夢みるHappy marriage
波乱の予感
◇ ◇ ◇
……どうしてこんなに変わってしまったんだろうか。
東京という街が彼女をそう変えてしまったのか。
どこかで歪んでしまった彼女の恋愛観をどうしても正してやりたかった。
世の中決して、お金、外見、それだけが全てとは思って欲しくないから。
やさぐれてしまった彼女に少し焦って試すようなことをしたけど、キス一つであれだけ動揺した姿を見たら、なんだか少しほっとした。まだあの頃の純粋な気持ちが残っていたようだったから。
ホテルで一夜過ごしてから数日経っても、イトウフーズへ赴けばまだ顔を赤くしてくれる桜井に会えた。
たったそれだけで満たされていた俺の日常が、一本の突然の電話でガラリと変わることになろうとは。
「え、待って、田口さん、急に困るよ!俺、田口さんがいないと生きていけないんだからっ」
ミーティングルームに俺の情けない声が響いた。
これから環と卓哉に任せている、今期一番力を入れているプロジェクトの進行状況の報告を受ける予定なのに。

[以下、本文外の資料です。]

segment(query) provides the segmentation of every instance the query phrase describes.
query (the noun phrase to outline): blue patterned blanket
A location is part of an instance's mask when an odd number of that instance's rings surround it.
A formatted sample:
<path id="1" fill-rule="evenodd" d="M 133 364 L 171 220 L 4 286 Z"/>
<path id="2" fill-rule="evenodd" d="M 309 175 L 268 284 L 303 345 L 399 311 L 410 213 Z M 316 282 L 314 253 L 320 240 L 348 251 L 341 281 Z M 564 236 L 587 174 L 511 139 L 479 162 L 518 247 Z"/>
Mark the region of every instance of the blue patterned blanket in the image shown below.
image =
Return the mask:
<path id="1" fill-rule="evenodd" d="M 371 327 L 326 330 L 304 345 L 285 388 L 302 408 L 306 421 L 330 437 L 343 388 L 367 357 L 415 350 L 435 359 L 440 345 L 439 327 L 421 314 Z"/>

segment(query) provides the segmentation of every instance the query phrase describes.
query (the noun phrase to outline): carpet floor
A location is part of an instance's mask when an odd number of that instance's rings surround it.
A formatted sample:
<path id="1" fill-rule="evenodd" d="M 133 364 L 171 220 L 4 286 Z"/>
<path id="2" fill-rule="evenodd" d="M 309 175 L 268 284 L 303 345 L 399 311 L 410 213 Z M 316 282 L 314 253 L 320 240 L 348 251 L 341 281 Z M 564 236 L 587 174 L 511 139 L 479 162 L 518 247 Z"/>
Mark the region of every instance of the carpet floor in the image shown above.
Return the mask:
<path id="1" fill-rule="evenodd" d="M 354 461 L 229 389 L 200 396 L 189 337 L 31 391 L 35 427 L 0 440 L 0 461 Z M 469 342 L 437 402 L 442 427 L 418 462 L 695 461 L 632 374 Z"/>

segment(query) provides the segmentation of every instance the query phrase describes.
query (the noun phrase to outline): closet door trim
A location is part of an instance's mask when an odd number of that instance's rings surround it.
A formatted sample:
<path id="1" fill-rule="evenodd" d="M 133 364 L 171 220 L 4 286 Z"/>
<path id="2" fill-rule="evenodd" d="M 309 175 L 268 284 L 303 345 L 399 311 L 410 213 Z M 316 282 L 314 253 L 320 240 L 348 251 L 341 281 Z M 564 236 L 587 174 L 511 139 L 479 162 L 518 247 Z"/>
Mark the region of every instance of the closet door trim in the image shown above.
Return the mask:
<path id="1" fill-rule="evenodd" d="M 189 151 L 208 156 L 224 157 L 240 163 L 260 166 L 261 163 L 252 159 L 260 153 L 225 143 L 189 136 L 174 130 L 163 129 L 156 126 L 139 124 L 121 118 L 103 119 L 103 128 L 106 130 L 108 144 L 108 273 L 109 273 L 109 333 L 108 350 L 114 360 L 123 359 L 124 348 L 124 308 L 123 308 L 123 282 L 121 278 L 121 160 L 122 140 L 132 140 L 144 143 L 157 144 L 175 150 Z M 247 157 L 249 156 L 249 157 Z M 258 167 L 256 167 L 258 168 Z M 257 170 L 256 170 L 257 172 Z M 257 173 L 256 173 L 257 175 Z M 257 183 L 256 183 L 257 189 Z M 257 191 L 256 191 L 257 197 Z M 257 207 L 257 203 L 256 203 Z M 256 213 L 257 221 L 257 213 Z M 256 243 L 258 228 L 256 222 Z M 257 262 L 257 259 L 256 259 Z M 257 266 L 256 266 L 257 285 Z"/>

どうしてこんなタイミング悪くこんな電話をかけてくるのやら。これでは、とてもじゃないけど話に集中できる気がしない。
テーブルの一番端っこで、分かりやすく頭を抱えた。
「……社長が、あんなに取り乱すなんて珍しい」
俺の電話の様子に、卓哉がぼそっと言う。
その隣で何か勘違いした奥森が片桐に詰め寄った。
「田口さんって彼女かなんかですか?」
「違う、違う、慧人の専属のお手伝いさん」
「若いんですかっ?女ですか!?」
「渋いじじいだよ」
そう、田口さんとは俺ともう5年程付き合いのある専属のお手伝いさんだ。
御年65才になる初老の彼だが、週5で家の掃除、洗濯、食事、諸々の家事を任せていた。
家事だけではなく、時々、仕事や人生のアドバイスをくれる、俺にはなくてはならない存在の人だった。
なのに、突然休暇を取りたいとは一体どういうことか。